I think it is worth quickly winding up on the Opposition’s three amendments. As I said earlier, it was right to extend the liberty protection safeguards to 16 and 17-year-olds, and some very helpful points on that have been made by my hon. Friends. I ask the Minister to accept that it introduces a new process to authorise a young person’s deprivation of liberty. We stick to the view that the AMCP’s conducting a pre-authorisation review for 16 and 17-year-olds is absolutely vital.
I ask the Minister to reflect on the points that emerged in the discussion of Opposition amendment 37. Some 4,670 DoLS applications came in from mental health establishments. Of those, 305 did not meet the qualifying requirements. Those people should not have been deprived of their liberty where they were. Given the backlog of DoLS assessments, there might be a larger number than the ones we know about. We need to reflect on the fact that mental health detention is one of the most restrictive under the liberty protection safeguards, which we should take into account.
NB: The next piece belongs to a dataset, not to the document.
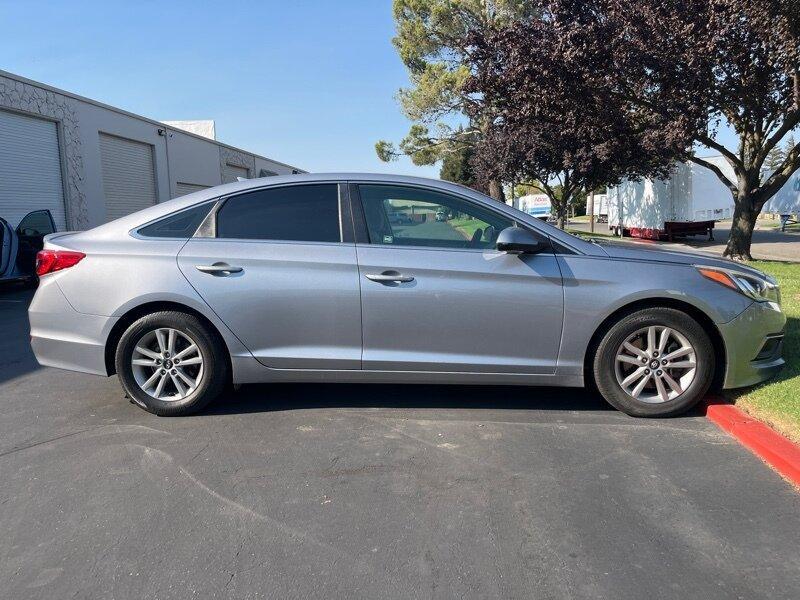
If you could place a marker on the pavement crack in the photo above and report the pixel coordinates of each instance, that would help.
(42, 442)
Evidence has been put to us that there is a serious risk of unlawful detention and excessive restriction. Although we want to deal with that through the new process, we do not want people to be detained unlawfully.
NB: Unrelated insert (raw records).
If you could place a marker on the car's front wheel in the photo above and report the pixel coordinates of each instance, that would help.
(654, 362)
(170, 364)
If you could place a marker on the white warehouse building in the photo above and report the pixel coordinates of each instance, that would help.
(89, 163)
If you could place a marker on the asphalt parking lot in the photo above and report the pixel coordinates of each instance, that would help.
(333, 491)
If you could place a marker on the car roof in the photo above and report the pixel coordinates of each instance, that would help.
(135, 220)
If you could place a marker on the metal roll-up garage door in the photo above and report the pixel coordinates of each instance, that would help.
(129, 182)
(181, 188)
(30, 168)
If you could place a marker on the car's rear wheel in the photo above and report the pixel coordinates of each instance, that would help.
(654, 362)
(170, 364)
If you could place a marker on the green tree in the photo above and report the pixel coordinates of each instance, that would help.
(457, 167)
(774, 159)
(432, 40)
Our amendment means that a review will be required for 16 and 17-year-olds where physical restraint, sedation or covert medication is used. The Minister and the Secretary of State are instigating reviews on this, as are other Committees of the House: there is an ongoing review by the Joint Committee on Human Rights. There are really serious concerns and we have to be specific, but we cannot do that without a code of practice, which we have not seen.
On restrictions on contact, my hon. Friend the Member for Nottingham North and I talked about cases in which parents are banned from visiting—they are just not allowed to visit, which is totally unacceptable. There should be a review where there is a less restrictive option for the cared-for person’s care or residence. We should reflect on the well-known case of Stephen Neary, which I mentioned. He was kept unlawfully for a year, which should not happen.